Rizzo, on the other hand, can speak about strategy in a slightly different way. But even considering that and what he told hosts on 106.7 the Fan on Wednesday, it still felt like him saying the Nationals are exploring any way to succeed. Rizzo spends the offseason noting that the front office kicks the tires on every free agent. Discussing an opener, when prompted, felt similar to that. Washington would not use an opener with Max Scherzer, Stephen Strasburg or Patrick Corbin on the mound. Rizzo said he likes what he has seen from Fedde, who’s filling in for Hellickson while he works back from a right shoulder strain. He made it seem possible that Sánchez could have an opener begin one of his starts because he entered Wednesday with an 0-6 record and 5.10. Then the 35-year-old went out and threw six scoreless on 80 pitches in his return from the injured list.
And, since the Nationals wouldn’t use their high-leverage relievers in that role, the options appear to be left-hander Matt Grace (7.54 ERA) or right-handed journeyman Javy Guerra (7.71). Grace has become Martinez’s most-trusted lefty specialist in recent games. Guerra has hardly pitched since Washington claimed him on outright waivers in mid-May. The other guys in the bullpen are Doolittle, Kyle Barraclough (5.48), Wander Suero (6.85), Tanner Rainey (3.60) and Tony Sipp (6.30), and they either have been stayed away from or called upon in big spots.

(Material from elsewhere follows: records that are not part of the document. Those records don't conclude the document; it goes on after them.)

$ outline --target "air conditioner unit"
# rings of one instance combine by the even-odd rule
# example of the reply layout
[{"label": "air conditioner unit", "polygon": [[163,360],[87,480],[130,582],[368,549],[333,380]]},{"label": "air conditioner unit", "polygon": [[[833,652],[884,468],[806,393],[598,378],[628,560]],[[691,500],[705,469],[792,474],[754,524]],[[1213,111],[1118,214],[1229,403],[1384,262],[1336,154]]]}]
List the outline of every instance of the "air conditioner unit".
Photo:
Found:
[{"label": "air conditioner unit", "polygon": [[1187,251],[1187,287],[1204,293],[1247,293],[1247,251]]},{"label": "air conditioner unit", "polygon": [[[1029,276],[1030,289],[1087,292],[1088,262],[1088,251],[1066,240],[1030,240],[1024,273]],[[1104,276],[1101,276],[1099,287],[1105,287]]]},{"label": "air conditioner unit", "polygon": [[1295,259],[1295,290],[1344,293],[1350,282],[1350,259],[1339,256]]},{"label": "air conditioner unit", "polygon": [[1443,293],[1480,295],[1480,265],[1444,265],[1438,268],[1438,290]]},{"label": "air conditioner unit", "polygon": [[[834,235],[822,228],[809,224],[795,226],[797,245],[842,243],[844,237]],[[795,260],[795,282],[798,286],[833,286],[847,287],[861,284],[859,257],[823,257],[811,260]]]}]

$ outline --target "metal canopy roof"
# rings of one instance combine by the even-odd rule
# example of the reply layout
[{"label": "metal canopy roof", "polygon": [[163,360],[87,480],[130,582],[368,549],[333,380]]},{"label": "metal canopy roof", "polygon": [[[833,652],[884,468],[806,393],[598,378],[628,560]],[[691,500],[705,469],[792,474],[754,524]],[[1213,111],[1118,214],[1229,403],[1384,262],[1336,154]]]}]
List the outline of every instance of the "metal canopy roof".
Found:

The personnel just isn’t there.
“We brainstorm every day,” Martinez said of how many wrinkles the Nationals have considered during a 24-32 start. “I wake up with brain storms.”
It is worth noting that Washington’s top three starters could hypothetically enable the use of an opener. On the radio Wednesday, Rizzo laid out these potential issues with the approach: It asks a lot of the rest of the rotation. Three to four relievers could be used, at a minimum, depending on what the starter gives. And — and this is reading a bit between the lines — it could overtax a bullpen that is having trouble staying fresh without any added responsibilities.
But at the very least, the rest of the rotation has proved to be more than capable of going deep into games and easing the relievers’ workloads. Strasburg has gone six or more in all but one outing this year. Scherzer regularly leads the majors in innings pitched. Corbin has thrown six or more in nine of his 11 starts and is coming off a complete-game shutout. That is why the Nationals’ bullpen has thrown the fewest innings in baseball.
So there is evidence that the Nationals could really consider an opener if Sánchez struggles again or Fedde comes down to earth or they reinsert Hellickson into the rotation and that doesn’t go well. There are just even more reasons to believe that, given this roster, only more problems would come of it.